Asked if low coal prices were a worry, he replied: "We naturally prefer higher price levels as a price taker in a highly competitive market."

European prices fell for a fifth year in 2015, with a low price of coal on international markets compounding the problem. Poland lost almost 30 zlotys on every ton of coal its mines produced last year, according to industry figures.
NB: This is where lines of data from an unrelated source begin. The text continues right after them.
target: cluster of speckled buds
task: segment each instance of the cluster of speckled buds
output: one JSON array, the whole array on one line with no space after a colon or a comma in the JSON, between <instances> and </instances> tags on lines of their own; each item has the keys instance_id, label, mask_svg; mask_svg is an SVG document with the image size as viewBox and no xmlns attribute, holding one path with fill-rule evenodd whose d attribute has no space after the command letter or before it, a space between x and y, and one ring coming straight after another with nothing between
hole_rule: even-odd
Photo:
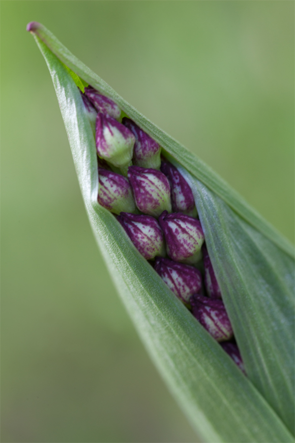
<instances>
[{"instance_id":1,"label":"cluster of speckled buds","mask_svg":"<svg viewBox=\"0 0 295 443\"><path fill-rule=\"evenodd\" d=\"M90 86L82 97L95 139L98 202L243 371L188 184L113 100Z\"/></svg>"}]
</instances>

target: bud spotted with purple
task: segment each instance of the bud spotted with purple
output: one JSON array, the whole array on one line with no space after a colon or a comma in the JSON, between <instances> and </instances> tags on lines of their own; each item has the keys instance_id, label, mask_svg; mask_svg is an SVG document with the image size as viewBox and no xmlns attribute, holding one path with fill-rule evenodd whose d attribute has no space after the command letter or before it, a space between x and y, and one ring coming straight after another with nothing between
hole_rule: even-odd
<instances>
[{"instance_id":1,"label":"bud spotted with purple","mask_svg":"<svg viewBox=\"0 0 295 443\"><path fill-rule=\"evenodd\" d=\"M131 166L128 168L128 178L140 211L156 218L165 210L171 212L170 186L164 174L156 169Z\"/></svg>"},{"instance_id":2,"label":"bud spotted with purple","mask_svg":"<svg viewBox=\"0 0 295 443\"><path fill-rule=\"evenodd\" d=\"M205 270L205 283L207 294L211 298L221 298L221 291L209 257L207 248L202 248Z\"/></svg>"},{"instance_id":3,"label":"bud spotted with purple","mask_svg":"<svg viewBox=\"0 0 295 443\"><path fill-rule=\"evenodd\" d=\"M136 210L128 180L119 174L98 168L98 203L114 214Z\"/></svg>"},{"instance_id":4,"label":"bud spotted with purple","mask_svg":"<svg viewBox=\"0 0 295 443\"><path fill-rule=\"evenodd\" d=\"M199 220L180 212L162 213L159 218L164 231L167 253L172 260L195 264L200 261L204 234Z\"/></svg>"},{"instance_id":5,"label":"bud spotted with purple","mask_svg":"<svg viewBox=\"0 0 295 443\"><path fill-rule=\"evenodd\" d=\"M152 260L157 255L166 255L163 231L153 217L121 212L117 220L147 260Z\"/></svg>"},{"instance_id":6,"label":"bud spotted with purple","mask_svg":"<svg viewBox=\"0 0 295 443\"><path fill-rule=\"evenodd\" d=\"M133 154L135 137L128 128L113 117L97 114L95 142L100 157L118 168L127 168Z\"/></svg>"},{"instance_id":7,"label":"bud spotted with purple","mask_svg":"<svg viewBox=\"0 0 295 443\"><path fill-rule=\"evenodd\" d=\"M97 112L101 112L114 119L118 119L120 117L121 110L115 101L105 95L102 95L91 86L85 88L85 95Z\"/></svg>"},{"instance_id":8,"label":"bud spotted with purple","mask_svg":"<svg viewBox=\"0 0 295 443\"><path fill-rule=\"evenodd\" d=\"M201 272L193 266L157 257L154 269L172 292L186 303L201 288Z\"/></svg>"},{"instance_id":9,"label":"bud spotted with purple","mask_svg":"<svg viewBox=\"0 0 295 443\"><path fill-rule=\"evenodd\" d=\"M195 294L190 304L194 316L217 342L232 338L233 328L222 300Z\"/></svg>"},{"instance_id":10,"label":"bud spotted with purple","mask_svg":"<svg viewBox=\"0 0 295 443\"><path fill-rule=\"evenodd\" d=\"M244 372L237 347L226 341L232 338L233 329L205 245L202 248L204 232L188 183L165 159L158 170L159 145L130 119L124 118L123 124L117 121L120 111L116 103L91 87L86 88L83 101L90 123L98 111L95 139L100 157L99 203L119 214L118 220L135 247L147 259L155 259L154 271L172 293L216 340L222 342L225 351ZM128 179L111 168L119 168L125 176L128 168ZM143 214L137 214L139 210ZM201 248L209 297L203 295L201 272L190 265L201 264Z\"/></svg>"},{"instance_id":11,"label":"bud spotted with purple","mask_svg":"<svg viewBox=\"0 0 295 443\"><path fill-rule=\"evenodd\" d=\"M135 137L132 162L136 166L159 169L161 148L159 145L146 134L130 119L123 117L122 123Z\"/></svg>"},{"instance_id":12,"label":"bud spotted with purple","mask_svg":"<svg viewBox=\"0 0 295 443\"><path fill-rule=\"evenodd\" d=\"M197 213L194 196L186 180L177 168L166 160L161 163L161 170L168 178L170 185L172 211L196 217Z\"/></svg>"}]
</instances>

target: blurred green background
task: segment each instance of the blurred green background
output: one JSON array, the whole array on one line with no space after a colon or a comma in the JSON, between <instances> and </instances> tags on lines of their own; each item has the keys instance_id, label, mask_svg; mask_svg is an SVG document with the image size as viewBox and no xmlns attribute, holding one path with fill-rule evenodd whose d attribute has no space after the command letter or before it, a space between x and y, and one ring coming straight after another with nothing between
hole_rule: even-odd
<instances>
[{"instance_id":1,"label":"blurred green background","mask_svg":"<svg viewBox=\"0 0 295 443\"><path fill-rule=\"evenodd\" d=\"M39 21L294 241L294 3L2 1L2 442L192 442L89 226Z\"/></svg>"}]
</instances>

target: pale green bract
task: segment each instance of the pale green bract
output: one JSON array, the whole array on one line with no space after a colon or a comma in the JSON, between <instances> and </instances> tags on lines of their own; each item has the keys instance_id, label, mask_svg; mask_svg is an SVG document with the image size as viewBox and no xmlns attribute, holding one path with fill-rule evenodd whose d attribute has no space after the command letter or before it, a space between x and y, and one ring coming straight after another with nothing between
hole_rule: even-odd
<instances>
[{"instance_id":1,"label":"pale green bract","mask_svg":"<svg viewBox=\"0 0 295 443\"><path fill-rule=\"evenodd\" d=\"M42 25L33 22L29 30L51 74L95 238L147 350L183 411L206 442L293 442L292 245ZM79 77L82 85L114 100L163 146L190 185L247 378L97 203L95 141L75 83Z\"/></svg>"}]
</instances>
The HMS unit aims to produce 3 million tons of steam and coking coal annually, or about 4 percent of Poland's output in 2015. It will be sold in Poland and possibly also to the Czech Republic, Germany and Austria.

Financing the deal

Financing would be concluded after the company received a mining license. Financing will be provided through equity, loans and possibly bonds.

Dennis Schwindt
Dennis Schwindt from HMSImage: DW/J. Harper

The company benefits from having no liabilities from an existing workforce - as is the case in most Polish mines - and hopes to cut costs by agreeing with JSW's neighboring Krupinski mine to use its above-ground equipment and mine shaft, which would save HMS digging as deep as 1,000 meters to access the fuel.

State-controlled JSW said in November it was not considering Bergbau's offer to invest, and Schwindt declined to comment.

Not the only one

Australia's Prairie Mining also plans to start a mine near Lublin in 2020. The company sold shares in its Polish unit to finance the project and forecast that coal would rise to $76.40 a ton by 2020, according to a presentation in March.

Part of Poland's problem is the depth of the seams- up to 1,200 meters compared to 465 meters on average in China, the world's biggest coal producer and consumer. Deeper pits are more costly because more energy and time is required to extract coal and cool the shafts to make working conditions bearable.